For three days I stayed in my room, I didn't eat or talk to anybody. My dad also decided to keep me at home and not send me to school. In that way he thought he was keeping my safe from others, but he didn't know he was losing me.

Then after a week the director of the school called my father to ask why I wasn't going to school, but my father said that I was feeling a little bit sick and he will send me to school tomorrow.

The next day, I went to school, my face was pale and my arms had bruises. The moment I arrived to school I asked my friend if I can borrow her phone. I sent a message to Alex telling him everything that happened and that I can't talk with him anymore. He promised that he will find a way to talk and solve things out.

My friends asked what was wrong with me, but I only said that I fell on the stairs and hurt myself. Few days passed without Alex, the feeling of missing him didn't leave me at all, his kiss and everything came to me every night in my dreams. Then one day when I was leaving school, I saw him standing beside the gate holding a teddy bear with a necklace. I was surprised and afraid that my father would see him since the time he knew I ran away he insisted to pick me up every day.

"What are you doing here ?!" I said.

"Happy late birthday !!" and that was his only words. He hugged me tight and left. I went home filled with astonishment, I couldn't believe what happened. I thought that Alex has forgotten my birthday or even has forgotten me.

That day, when my parents went to sleep, I took the phone from my father's closet and talked to Alex.

"Did you like the gift?" he asked.

"Yea, a lot. But how could you do this for me, what if my father saw you??!!"

"I needed to see you, I miss you and I miss talking with you." He answered.

"I miss you too." I said this and hang up the phone.

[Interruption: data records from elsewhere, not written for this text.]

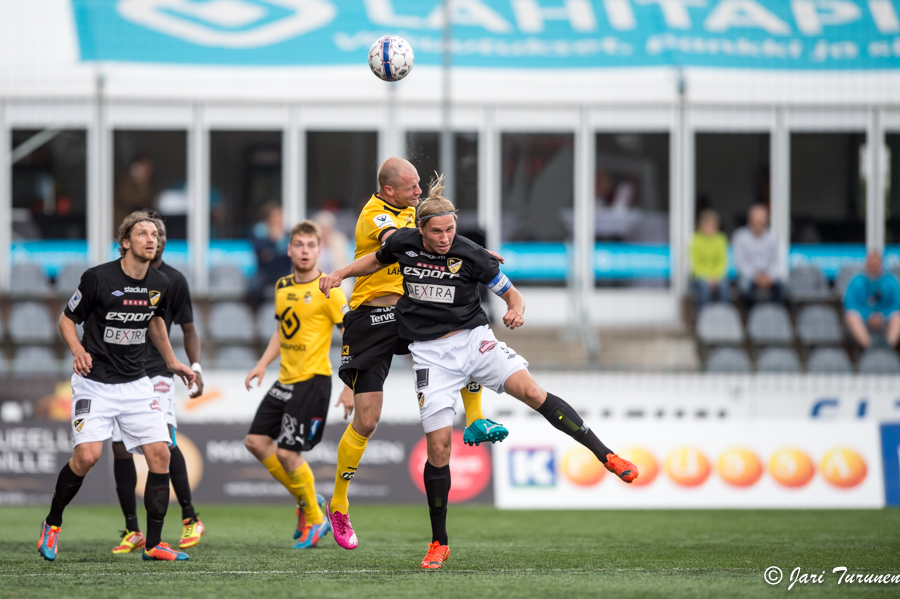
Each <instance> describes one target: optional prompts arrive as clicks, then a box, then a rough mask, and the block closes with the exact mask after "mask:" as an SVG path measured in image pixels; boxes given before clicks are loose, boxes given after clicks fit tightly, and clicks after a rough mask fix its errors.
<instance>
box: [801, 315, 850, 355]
mask: <svg viewBox="0 0 900 599" xmlns="http://www.w3.org/2000/svg"><path fill="white" fill-rule="evenodd" d="M797 337H799V338H800V343H802V344H803V345H805V346H812V345H840V344H842V343H843V342H844V330H843V328H841V322H840V321H839V320H838V317H837V313H835V311H834V308H832V307H831V306H823V305H816V306H804V307H803V308H802V309H801V310H800V314H798V315H797Z"/></svg>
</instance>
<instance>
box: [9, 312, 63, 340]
mask: <svg viewBox="0 0 900 599" xmlns="http://www.w3.org/2000/svg"><path fill="white" fill-rule="evenodd" d="M57 320H58V316H57V317H54V316H53V315H52V314H51V313H50V310H48V309H47V306H45V305H44V304H42V303H40V302H20V303H17V304H13V307H12V311H10V313H9V337H10V339H11V340H12V342H13V343H16V344H18V345H25V344H52V343H53V342H54V339H55V335H56V333H54V331H55V330H56V328H57V327H56V323H57Z"/></svg>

We spent our nights like this, talking secretly at night and seeing him when my father had work. Our relation lasted for two years, they were full of sadness and happiness. Then I started to grow, I realized that Alex wasn't the one for me. In addition to that, he was a very jealous person. He prevented me from going out with my friends just because there will be other guys. All of this caused us many troubled in our relation, so I decided it was time to break up.

But Alex loved me so much, and he won't let me go. He was ready to marry me even we were still young. I refused to marry him, he wasn't mature enough. To make Alex hate me, I did everything he disagreed on. I went on trips with my friends, I also had new friends that were boys.

Just before my exams, Alex broke up with me. Although I was doing this to break up, I had some kind of depression and tried to get him back since I needed someone to stand beside me at that time.

School year ended with a perfect ending, I succeeded in my exams with high grades. Actually I didn't know how I did that especially after what I had come through, but what matters I did it and I was totally over Alex. Although deep inside I regret what I have done to someone who loved me that much.